The demands of medicine were drawn out to me during two years as the only Medical Education Laboratory Technician at Texas Tech’s newest medical school. Hours were spent preparing the academic labs for medical students, maintaining cadavers and feeling the growing pains of establishing a medical school in the border community. Frustrations and politics were imposed as faculty evolved with the curriculum and increasing class sizes. It was as if I was a doula for the department. I kept my focus on supporting and hope on changing the future one birth and death at a time. All the while, I watched as black and brown people were not able to be born or die with emotional freedom.

Within those halls, I empathize with sleepless nights anticipating births as the future doctors in the study rooms and the residents on call. But in that empathy, I realized through the paralleled journeys of student midwives and nursing friends, that midwifery care was established and perfected by black and brown care providers. And, that midwifery care was actively disenfranchised from being accessed by those that made it so. Doctors were necessary to intervene when the natural becomes complex enough to need a scalpel and anesthesia. These same doctors are struggling to have comprehensive care delivered to patients due to the demands of cost-analysis, a crumbling healthcare infrastructure, and the inability to have a work-life balance (Sept 17th is National Physician Suicide Awareness Day.

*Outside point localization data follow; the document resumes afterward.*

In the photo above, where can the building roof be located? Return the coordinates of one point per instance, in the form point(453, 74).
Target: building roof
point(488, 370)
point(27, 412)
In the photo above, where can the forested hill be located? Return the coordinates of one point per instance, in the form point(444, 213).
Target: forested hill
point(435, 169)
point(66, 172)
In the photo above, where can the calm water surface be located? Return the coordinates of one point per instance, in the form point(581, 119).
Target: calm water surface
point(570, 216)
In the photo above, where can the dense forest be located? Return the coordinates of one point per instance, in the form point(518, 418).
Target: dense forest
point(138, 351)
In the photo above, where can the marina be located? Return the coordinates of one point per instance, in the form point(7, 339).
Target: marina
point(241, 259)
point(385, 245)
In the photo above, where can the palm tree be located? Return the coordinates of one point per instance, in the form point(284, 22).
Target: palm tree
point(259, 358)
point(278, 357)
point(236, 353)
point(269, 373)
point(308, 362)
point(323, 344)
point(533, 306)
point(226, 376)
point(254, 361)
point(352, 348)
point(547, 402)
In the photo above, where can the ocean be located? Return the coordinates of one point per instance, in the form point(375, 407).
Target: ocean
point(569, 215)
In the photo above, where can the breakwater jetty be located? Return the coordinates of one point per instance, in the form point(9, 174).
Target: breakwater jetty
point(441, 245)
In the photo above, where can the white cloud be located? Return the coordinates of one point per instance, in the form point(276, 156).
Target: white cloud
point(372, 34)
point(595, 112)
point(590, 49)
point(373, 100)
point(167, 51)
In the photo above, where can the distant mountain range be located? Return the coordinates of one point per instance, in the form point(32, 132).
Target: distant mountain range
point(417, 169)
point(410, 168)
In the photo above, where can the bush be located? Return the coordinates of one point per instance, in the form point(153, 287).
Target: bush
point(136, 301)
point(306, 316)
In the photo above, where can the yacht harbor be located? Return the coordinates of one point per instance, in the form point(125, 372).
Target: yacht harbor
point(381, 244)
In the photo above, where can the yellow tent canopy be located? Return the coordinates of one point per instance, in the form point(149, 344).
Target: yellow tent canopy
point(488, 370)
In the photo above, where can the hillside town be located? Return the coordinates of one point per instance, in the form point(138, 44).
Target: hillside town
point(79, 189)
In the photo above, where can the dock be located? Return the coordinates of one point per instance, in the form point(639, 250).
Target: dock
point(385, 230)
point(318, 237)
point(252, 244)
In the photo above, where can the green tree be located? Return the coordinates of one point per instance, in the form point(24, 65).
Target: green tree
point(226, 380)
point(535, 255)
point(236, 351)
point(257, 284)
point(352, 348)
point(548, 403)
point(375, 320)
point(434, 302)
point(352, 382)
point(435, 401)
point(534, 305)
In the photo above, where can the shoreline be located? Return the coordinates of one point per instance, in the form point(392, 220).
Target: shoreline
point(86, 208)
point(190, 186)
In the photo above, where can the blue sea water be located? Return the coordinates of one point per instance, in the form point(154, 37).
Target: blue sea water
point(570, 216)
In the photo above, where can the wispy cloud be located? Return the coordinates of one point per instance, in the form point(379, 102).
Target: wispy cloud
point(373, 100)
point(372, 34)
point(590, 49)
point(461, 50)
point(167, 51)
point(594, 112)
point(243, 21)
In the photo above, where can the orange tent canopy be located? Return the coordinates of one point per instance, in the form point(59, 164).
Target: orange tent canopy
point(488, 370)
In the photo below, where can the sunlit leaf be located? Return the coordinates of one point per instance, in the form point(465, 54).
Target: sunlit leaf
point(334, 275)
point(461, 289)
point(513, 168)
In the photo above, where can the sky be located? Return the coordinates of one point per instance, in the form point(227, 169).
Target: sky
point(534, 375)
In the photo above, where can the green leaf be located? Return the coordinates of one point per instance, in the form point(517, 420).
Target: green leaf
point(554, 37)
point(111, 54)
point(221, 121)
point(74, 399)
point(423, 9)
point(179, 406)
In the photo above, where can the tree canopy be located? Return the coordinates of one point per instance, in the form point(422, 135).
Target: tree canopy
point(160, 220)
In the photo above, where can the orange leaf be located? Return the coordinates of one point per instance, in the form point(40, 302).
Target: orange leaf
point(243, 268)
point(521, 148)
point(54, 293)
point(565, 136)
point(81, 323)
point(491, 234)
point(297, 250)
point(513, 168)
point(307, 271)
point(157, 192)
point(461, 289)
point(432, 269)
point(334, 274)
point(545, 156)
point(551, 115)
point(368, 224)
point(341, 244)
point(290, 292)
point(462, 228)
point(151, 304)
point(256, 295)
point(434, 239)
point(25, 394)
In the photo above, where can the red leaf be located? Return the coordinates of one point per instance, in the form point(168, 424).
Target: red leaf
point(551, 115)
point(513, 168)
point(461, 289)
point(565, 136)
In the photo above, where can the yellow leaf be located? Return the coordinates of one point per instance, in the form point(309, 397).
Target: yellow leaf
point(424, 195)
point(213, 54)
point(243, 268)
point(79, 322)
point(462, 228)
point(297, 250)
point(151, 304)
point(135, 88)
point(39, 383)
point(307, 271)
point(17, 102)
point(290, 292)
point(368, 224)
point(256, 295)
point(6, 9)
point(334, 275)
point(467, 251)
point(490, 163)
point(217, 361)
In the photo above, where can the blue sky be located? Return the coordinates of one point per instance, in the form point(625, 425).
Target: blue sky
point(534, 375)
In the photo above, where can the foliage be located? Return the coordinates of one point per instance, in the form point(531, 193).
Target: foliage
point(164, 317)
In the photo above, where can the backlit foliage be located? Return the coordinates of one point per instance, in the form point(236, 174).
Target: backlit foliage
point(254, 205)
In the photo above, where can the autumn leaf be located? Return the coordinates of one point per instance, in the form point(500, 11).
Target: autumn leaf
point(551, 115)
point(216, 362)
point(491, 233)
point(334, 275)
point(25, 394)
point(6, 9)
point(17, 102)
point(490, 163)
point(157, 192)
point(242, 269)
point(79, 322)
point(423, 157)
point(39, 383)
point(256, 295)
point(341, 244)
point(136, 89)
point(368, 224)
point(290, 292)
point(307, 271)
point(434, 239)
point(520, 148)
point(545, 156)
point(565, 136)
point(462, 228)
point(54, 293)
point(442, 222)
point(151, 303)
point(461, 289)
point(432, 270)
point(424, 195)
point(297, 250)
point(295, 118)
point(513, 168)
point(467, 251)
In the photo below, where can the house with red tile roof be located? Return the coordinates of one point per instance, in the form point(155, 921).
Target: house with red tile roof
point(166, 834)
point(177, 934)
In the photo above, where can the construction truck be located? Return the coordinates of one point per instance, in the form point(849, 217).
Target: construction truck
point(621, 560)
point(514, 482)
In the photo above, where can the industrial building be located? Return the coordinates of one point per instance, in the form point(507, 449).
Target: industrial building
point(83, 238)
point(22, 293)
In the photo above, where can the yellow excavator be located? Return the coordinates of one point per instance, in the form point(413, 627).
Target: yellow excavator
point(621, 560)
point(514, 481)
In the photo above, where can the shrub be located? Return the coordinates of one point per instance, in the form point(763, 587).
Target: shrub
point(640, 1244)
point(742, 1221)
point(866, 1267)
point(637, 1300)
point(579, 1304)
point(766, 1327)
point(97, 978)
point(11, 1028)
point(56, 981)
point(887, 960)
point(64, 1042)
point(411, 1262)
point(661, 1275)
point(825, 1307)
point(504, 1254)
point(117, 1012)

Marinate on that for a minute) Midwives and Nurse-Midwives are necessary if healthcare is going to survive in the U.S.

This truth infuriated me. The obstetric and gynecological healthcare system that was built on the use to enslaved black women, actively prevents access to affordable and personal reproductive health services. The anger was layered by the lack of conversation about black and brown people experiencing death, miscarriage, infertility, and the inability to grieve in a way that does not serve respectability politics or social capital. HEART Rituals is about accountability. It is about moderation. It is about having access to quality care that is SAFE, and that you can afford. It is about having me as your doula knowing I know how the pieces move, operate, and if I do not know, I know someone who does;). And, it is also about mutual aid. But, more on that if you want to book me;)

So, here I am. After all of this time. After supporting the rainbow (figuratively and literally;), offering concierge doula care in a mutual aid model, in Austin, Texas. If you want to hear birth and death stories, hang around. This site is not sprayed with images that reinforce this country’s social-economic-cultural norms for a reason and HIPAA. (LOLOLOLOLZ). Having a baby is NOT all registries, birth plans and joy. Death is NOT a casket, ten-plus-thousand-dollar event that ends when a body is buried.  I do believe that I have been graced with the moral compass, tested ability and genuine affection to reconcile healing, humility and humanity.